Et, faisant allusion aux catastrophes dont la maison souffrait, elle avait ajouté:

– Ça nous a porté malheur à tous.

Cette fois, le bon Dieu n'arriva pas en retard: c'était un signe excellent pour l'avenir. Madame Duveyrier se hâta d'aller à Saint-Roch, où elle attendit le retour de l'abbé. Il l'écouta, garda un silence triste, puis ne put refuser d'éclairer la femme de chambre et le maître d'hôtel sur l'immoralité de leur situation. D'ailleurs, l'autre histoire l'aurait fait retourner prochainement rue de Choiseul, car le pauvre M. Josserand ne passerait sans doute pas la nuit; et il donna à entendre qu'il voyait là une circonstance cruelle, mais heureuse, pour réconcilier Auguste et Berthe. On tâcherait d'arranger les deux affaires à la fois. Il était grand temps que le ciel voulût bien bénir leurs efforts.

– J'ai prié, madame, dit le prêtre. Dieu triomphera.

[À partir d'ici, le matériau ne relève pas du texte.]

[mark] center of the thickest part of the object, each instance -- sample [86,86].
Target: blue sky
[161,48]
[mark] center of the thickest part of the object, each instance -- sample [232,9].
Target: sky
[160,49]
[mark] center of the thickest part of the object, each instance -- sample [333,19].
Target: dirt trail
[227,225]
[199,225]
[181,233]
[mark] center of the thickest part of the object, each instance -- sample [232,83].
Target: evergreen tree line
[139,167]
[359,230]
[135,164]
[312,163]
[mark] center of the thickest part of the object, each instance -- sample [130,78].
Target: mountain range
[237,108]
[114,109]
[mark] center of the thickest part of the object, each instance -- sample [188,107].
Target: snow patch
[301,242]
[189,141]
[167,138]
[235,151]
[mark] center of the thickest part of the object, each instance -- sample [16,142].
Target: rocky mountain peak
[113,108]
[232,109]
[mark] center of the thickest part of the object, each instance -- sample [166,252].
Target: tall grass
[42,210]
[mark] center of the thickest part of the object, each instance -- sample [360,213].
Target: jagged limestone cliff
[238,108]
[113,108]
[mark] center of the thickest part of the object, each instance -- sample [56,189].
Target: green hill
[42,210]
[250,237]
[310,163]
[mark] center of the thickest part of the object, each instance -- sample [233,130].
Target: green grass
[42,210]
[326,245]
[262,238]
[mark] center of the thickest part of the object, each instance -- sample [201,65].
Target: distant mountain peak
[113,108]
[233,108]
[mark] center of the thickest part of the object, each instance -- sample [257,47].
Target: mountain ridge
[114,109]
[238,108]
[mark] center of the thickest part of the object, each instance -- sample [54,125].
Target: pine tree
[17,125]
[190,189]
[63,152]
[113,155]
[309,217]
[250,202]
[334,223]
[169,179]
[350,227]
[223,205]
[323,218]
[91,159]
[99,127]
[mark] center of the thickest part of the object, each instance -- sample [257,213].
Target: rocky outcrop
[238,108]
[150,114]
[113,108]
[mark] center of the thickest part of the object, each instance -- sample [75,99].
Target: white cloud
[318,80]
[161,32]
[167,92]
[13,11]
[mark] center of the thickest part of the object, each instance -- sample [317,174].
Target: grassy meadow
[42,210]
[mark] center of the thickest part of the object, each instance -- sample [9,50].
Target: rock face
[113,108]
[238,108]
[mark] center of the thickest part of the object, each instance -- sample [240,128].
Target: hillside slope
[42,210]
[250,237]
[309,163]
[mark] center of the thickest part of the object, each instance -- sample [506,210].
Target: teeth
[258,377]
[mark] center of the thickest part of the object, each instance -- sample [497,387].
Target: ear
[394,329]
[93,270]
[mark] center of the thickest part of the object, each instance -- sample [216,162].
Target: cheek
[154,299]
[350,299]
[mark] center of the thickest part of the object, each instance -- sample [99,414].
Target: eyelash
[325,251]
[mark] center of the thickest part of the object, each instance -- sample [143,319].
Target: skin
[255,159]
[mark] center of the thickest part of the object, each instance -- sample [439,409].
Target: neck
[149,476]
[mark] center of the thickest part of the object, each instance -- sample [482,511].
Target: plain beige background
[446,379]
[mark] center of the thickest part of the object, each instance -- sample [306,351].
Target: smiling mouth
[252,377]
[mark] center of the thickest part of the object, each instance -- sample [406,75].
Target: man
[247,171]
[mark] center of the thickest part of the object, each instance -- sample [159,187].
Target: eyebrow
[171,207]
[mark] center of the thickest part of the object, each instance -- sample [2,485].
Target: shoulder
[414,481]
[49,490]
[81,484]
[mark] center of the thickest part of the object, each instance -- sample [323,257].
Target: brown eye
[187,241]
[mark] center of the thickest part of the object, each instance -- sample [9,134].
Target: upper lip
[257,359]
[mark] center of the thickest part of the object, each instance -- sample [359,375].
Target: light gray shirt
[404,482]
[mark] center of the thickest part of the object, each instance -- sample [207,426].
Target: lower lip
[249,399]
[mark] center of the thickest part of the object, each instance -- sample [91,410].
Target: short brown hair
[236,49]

En effet, le soir, à sept heures, l'agonie de M. Josserand commençait. Toute la famille se trouvait réunie, sauf l'oncle Bachelard qu'on avait inutilement cherché dans les cafés, et Saturnin qui était toujours enfermé à l'asile des Moulineaux. Léon, dont la maladie de son père retardait fâcheusement le mariage, montrait une douleur digne. Madame Josserand et Hortense avaient du courage. Seule, Berthe sanglotait si fort, que, pour ne pas affecter le malade, elle s'était réfugiée au fond de la cuisine, où Adèle, profitant du désarroi, buvait du vin chaud. D'ailleurs, M. Josserand mourut avec simplicité. Son honnêteté l'étouffait. Il avait passé inutile, il s'en allait, en brave homme las des vilaines choses de la vie, étranglé par la tranquille inconscience des seules créatures qu'il eût aimées. A huit heures, il bégaya le nom de Saturnin, se tourna contre le mur, et s'éteignit.